A liberdade de iniciativa pressupõe também a existência de uma liberdade de contratar. Vale dizer que o compromisso formado entre agentes económicos normalmente é realizado por contratos. São seus elementos a faculdade de contratar ou a escolha com qual fazê-lo e que negócio estipular e qual seu conteúdo; por fim, com o poder de mobilizar o aparelho estatal na solução judicial dos conflitos. Deste modo, caracterizam o regime da livre iniciativa:

- liberdade de empreendimento e gestão;

- livre concorrência;

- autonomia da vontade;

- apropriação do lucro;

- propriedade privada.

A atividade financeira está inserida em sua integralidade na livre iniciativa, no livre acesso ao mercado financeiro e de capitais. Coloca-se totalmente fora do regime de monopólio e não se confunde com a concessão de serviço público. A função económica da captação da poupança pública no livre acesso ao mercado não significa concessão de serviço público.

Destaca-se dentre os segmentos da livre iniciativa nas características de acesso exclusivo à poupança popular, atendimento a regras de política monetária e cambial, permissão para iniciar e manter operação e fiscalização da atividade.
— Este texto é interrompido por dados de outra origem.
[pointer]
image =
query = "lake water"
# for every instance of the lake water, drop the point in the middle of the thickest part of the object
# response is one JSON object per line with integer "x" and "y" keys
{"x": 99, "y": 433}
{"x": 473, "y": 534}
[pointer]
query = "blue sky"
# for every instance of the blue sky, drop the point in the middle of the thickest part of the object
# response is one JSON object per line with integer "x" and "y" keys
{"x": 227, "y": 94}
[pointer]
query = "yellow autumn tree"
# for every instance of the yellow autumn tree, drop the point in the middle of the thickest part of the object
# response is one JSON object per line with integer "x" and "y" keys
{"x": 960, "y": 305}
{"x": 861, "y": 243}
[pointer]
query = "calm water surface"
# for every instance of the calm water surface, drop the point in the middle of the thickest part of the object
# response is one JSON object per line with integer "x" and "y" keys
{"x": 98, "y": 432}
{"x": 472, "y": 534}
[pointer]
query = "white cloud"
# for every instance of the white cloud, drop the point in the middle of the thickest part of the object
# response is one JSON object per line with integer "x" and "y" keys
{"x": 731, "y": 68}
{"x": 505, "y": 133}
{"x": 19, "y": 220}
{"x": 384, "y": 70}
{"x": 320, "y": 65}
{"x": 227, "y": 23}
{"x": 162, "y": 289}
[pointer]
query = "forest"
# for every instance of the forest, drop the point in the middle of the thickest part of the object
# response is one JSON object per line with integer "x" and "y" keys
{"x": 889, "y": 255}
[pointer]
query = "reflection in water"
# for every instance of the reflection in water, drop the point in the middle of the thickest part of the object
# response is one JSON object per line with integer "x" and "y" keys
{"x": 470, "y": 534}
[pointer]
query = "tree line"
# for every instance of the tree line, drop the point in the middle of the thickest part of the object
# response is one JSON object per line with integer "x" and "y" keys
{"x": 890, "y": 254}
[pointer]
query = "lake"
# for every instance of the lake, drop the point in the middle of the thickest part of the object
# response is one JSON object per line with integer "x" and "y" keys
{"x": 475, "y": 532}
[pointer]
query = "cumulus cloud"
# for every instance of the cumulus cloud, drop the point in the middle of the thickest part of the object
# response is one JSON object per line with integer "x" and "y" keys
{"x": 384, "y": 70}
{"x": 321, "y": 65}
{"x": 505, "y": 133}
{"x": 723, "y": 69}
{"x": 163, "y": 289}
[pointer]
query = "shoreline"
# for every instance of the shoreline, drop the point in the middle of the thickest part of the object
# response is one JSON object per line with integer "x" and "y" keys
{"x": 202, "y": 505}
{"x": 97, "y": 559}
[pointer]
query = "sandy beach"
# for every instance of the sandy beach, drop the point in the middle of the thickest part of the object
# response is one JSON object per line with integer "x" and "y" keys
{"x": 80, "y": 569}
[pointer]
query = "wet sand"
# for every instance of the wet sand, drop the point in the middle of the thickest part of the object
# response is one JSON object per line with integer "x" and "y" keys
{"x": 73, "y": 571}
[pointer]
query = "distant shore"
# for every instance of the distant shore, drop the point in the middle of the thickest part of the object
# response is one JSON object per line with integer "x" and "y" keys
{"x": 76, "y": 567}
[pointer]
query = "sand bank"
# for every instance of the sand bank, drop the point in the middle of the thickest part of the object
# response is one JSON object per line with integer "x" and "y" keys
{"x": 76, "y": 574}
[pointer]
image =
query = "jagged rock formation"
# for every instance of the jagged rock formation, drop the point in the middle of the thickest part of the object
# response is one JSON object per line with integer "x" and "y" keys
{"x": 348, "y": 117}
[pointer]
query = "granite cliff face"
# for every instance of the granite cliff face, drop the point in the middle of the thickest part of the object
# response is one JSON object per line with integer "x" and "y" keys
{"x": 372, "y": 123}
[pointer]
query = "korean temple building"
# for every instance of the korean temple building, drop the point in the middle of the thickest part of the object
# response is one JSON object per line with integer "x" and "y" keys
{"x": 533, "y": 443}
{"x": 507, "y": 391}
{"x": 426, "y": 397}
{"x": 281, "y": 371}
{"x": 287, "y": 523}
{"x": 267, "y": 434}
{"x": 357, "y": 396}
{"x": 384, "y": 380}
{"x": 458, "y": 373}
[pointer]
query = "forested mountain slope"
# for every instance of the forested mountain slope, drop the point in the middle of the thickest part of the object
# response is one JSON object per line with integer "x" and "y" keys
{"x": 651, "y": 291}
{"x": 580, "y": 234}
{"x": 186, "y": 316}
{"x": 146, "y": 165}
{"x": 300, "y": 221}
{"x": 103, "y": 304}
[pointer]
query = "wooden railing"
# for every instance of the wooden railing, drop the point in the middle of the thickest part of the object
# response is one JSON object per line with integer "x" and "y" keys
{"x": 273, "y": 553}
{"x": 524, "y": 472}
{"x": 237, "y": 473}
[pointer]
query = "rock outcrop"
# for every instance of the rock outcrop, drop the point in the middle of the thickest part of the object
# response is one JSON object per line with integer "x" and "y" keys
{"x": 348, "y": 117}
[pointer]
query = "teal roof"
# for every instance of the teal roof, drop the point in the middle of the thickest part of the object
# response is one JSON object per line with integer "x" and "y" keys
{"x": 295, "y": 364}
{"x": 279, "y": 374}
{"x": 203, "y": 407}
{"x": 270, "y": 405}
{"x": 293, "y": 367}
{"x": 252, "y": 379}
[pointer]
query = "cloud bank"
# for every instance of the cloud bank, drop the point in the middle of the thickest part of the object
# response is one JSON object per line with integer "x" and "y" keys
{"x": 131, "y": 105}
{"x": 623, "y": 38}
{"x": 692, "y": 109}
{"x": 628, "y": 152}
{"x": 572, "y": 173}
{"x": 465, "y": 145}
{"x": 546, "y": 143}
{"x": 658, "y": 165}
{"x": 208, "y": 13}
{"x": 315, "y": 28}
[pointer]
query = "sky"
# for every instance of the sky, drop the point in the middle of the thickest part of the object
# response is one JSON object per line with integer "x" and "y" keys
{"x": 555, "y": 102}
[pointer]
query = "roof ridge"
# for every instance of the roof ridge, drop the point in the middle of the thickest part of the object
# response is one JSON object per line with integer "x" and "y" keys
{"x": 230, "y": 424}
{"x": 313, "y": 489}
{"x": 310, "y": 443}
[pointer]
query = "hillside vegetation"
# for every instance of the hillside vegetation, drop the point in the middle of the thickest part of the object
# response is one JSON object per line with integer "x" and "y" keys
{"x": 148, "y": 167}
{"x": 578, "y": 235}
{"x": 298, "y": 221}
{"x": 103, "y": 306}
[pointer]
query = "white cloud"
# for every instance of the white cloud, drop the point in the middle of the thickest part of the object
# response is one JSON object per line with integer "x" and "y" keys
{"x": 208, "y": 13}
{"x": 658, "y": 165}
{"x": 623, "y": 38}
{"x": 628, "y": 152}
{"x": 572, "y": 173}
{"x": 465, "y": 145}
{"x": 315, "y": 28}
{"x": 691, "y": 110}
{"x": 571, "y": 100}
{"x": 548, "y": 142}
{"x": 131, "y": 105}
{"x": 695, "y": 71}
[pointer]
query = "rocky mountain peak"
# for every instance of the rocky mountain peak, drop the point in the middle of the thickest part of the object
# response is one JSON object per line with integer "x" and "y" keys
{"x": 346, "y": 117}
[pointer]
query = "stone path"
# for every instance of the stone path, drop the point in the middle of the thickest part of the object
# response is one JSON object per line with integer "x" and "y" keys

Assim é que, em nome da defesa da poupança pública, na afetação da propriedade privada que a norma regula, há a inserção de requisitos próprios da atividade financeira e de crédito, numa regulação específica. Há um maior grau de intervenção em relação às demais atividades económicas, em função do acesso à poupança pública e da criação da moeda.

A Lei 4.595/1964 veio dispor sobre a política e as instituições monetárias, bancárias e de crédito, criando o Conselho Monetário Nacional e estruturando e regulando o Sistema Financeiro Nacional, constituído pelos seguintes órgãos: (i) Conselho Monetário Nacional; (ii) Banco Central da República do país; (iii) Banco do Brasil; (iv) Banco Nacional do Desenvolvimento Económico; e (v) instituições financeiras públicas e privadas. Deste modo, estava se configurando como é hoje o Sistema Financeiro Nacional.2

A função de controle atribuída pelo Conselho Monetário Nacional ao Banco Central da República do Brasil sobre o Sistema Financeiro Nacional, e especificamente sobre as instituições financeiras, exigia uma caracterização do que se entenderia legalmente por "instituições financeiras", consideradas as pessoas jurídicas, públicas ou privadas, que tenham como atividade principal ou acessória a coleta, interme-diação ou aplicação de recursos financeiros próprios ou de terceiros, em moeda nacional ou estrangeira, e a custódia de valor de propriedade de terceiros. São equiparadas às instituições financeiras as pessoas físicas que exerçam qualquer dessas atividades de forma permanente ou eventual.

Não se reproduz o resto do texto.